The high resolution offered by OCT enables better detection of superficial structural features in blood vessels as compared with IVUS, (e.g., lumen geometry, fibrous cap thickness and stent structure/coverage). In the case of atherosclerosis, OCT has shown potential to detect thin-cap fibroatheroma, a leading pathologic subtype of rupture-prone plaque, characterized by a large necrotic core and a thin fibrous cap (<65 μm) [32]. The high resolution of OCT enables a reliable estimation of the thickness of the fibrous cap, an insurmountable task for current IVUS systems. Macrophages are also visible on OCT images and dedicated algorithms based on the normalized standard deviation parameter have shown promise in their identification [33], although further investigation is required for assessing the reliability of this method in real-time operations. Full visualization of the large necrotic core, eccentric remodeling and plaque burden measurements, however, are beyond the reach of OCT because of its limited penetration depth.

NIRF imaging

Fluorescence imaging is a well-established method for molecular imaging that has found various applications in preclinical research. In vivo applications often involve the injection of a fluorescent probe that can target disease biomarkers in vivo. Numerous f luorescent probes have been considered for detecting different characteristics of vascular disease [34]. In the case of atherosclerosis, inflammation associated proteases, including cathepsins and matrix metalloproteinase (MMP) have been visualized using activatable probes [10,3537]. In a study by Jaffer et al., a cathepsin enzyme-activatable probe was used, which was generally quenched until cleaved by an inflammation regulated protease such as cathepsin B [10]. In a study by Vinegoni et al., the US FDA-approved NIRF agent indocyanine green (ICG) was shown to target lipids and macrophages in atherosclerotic plaques, and to have minimal accumulation in non-inflamed tissue [38]. In both cases, the probes had their excitation and emission bands in the near-infrared (NIR) imaging window (700–950 nm [14]), where blood absorption is relatively low, enabling imaging without flushing.

Intravascular NIRF imaging was originally performed using a 1D pull-back fiber [39] and more recently with a 2D pull-back rotating fiber [10]. The principle of operation of the 2D pull-back system resembles that of intravascular OCT; however, the NIRF catheter utilizes a multimode fiber for illumination and fluorescence collection. In particular, the NIRF catheter is based on an optical fiber that guides laser light into the tissue. The light emitted by the fluorescent probes is collected by the same fiber and is sent through an appropriate filter to a highly sensitive optical detector that measures its intensity. Since fluorescent light is incoherent, the depth of the probes cannot be detected by the technique used in OCT. Thus, translation and rotation of the fiber leads to a 2D, surface-weighted image.
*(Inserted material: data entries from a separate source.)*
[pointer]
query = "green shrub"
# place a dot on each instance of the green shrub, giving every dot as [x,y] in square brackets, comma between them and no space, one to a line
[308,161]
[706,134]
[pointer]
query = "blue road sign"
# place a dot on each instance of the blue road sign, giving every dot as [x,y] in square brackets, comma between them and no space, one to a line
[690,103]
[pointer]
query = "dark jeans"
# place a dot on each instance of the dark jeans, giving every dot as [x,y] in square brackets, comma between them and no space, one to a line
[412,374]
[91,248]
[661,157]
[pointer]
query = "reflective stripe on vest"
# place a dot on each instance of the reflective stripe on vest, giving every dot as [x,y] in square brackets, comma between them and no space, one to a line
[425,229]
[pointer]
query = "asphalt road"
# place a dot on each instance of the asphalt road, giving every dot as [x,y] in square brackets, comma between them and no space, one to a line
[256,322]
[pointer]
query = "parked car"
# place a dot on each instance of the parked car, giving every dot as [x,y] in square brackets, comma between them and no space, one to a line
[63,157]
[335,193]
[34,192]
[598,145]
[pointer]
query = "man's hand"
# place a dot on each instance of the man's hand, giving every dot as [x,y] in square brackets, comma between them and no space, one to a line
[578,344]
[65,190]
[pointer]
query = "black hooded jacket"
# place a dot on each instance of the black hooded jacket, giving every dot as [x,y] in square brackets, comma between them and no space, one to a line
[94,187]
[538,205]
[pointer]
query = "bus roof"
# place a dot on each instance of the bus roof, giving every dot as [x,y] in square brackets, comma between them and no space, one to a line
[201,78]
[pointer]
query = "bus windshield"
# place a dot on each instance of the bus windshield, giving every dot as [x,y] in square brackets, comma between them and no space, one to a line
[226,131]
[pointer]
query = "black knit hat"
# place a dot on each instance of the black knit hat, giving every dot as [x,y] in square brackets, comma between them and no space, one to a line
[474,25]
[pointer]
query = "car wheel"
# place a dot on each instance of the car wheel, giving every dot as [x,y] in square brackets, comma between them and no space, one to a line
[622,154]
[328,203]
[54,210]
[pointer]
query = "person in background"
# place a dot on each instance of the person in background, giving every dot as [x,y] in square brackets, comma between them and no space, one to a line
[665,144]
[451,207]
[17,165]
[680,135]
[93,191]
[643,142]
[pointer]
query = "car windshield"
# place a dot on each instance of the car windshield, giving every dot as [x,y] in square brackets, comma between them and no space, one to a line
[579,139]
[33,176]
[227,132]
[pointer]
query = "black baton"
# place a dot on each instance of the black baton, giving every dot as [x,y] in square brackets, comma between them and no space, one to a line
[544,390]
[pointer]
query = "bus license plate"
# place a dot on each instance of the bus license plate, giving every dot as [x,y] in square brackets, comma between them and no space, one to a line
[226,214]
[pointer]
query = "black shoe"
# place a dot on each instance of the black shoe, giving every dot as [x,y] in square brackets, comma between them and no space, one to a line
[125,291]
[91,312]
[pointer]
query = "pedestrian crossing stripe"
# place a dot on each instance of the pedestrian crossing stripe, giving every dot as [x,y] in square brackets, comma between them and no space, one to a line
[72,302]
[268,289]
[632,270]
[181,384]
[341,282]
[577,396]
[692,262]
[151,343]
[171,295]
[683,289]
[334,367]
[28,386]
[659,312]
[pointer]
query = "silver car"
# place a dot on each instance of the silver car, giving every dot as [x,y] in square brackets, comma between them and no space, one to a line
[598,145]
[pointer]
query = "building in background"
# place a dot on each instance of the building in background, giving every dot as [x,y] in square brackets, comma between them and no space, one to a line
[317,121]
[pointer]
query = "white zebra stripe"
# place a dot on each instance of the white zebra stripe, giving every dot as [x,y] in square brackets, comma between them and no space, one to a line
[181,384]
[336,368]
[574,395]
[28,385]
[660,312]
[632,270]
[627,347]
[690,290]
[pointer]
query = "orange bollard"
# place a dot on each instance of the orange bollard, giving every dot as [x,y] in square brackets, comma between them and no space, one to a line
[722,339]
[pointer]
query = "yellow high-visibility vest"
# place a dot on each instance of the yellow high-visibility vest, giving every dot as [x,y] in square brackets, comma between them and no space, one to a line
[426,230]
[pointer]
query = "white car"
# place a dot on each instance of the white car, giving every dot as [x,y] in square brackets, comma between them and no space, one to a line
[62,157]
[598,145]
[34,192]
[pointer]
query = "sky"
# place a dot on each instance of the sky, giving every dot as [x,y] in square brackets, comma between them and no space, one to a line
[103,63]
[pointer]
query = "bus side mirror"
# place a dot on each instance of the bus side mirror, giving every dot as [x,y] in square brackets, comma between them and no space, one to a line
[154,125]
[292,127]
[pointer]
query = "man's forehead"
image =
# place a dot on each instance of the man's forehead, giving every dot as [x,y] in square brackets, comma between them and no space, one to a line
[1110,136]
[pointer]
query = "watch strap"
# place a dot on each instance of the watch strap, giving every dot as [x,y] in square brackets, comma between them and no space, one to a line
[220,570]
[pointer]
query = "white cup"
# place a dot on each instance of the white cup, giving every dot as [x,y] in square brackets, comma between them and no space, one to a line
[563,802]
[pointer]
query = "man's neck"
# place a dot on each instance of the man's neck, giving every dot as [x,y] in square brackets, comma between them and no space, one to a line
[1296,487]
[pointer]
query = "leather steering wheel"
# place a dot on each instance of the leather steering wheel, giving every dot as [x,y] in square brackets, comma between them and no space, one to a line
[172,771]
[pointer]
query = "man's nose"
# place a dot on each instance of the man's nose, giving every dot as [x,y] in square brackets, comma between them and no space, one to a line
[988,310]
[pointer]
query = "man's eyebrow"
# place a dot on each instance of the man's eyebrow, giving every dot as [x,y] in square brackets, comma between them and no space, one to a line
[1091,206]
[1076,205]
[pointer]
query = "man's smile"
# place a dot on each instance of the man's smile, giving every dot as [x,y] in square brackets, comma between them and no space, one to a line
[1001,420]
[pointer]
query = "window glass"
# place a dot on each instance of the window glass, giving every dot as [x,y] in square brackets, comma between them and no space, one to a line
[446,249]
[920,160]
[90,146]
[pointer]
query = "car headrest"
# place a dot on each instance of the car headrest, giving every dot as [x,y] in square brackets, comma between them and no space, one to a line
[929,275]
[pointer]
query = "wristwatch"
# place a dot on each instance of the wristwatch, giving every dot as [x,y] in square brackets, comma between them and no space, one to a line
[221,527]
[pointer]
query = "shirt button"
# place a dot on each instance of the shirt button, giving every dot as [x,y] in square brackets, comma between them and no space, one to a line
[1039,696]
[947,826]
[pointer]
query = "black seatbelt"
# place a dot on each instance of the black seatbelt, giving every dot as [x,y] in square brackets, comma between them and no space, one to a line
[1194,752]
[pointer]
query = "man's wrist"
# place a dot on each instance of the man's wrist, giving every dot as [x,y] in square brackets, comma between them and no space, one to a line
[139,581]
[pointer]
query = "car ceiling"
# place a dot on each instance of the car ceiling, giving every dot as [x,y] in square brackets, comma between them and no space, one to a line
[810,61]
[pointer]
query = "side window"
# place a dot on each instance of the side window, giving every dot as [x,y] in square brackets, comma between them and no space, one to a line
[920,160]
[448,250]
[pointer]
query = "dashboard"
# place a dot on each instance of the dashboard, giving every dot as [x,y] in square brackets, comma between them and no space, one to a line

The use of NIR light has enabled in vivo imaging in the presence of blood with a good signal-to-noise ratio (SNR). The typical axial resolution demonstrated in the study by Jaffer et al. was estimated at 500–1000 μm in blood and 250–500 μm in saline, and may be improved by the use of focusing optics [10]. The pull-back speed demonstrated in a study by Jaffer et al. is comparable to that of IVUS and was mainly a limitation of the motors and not of the system sensitivity [10].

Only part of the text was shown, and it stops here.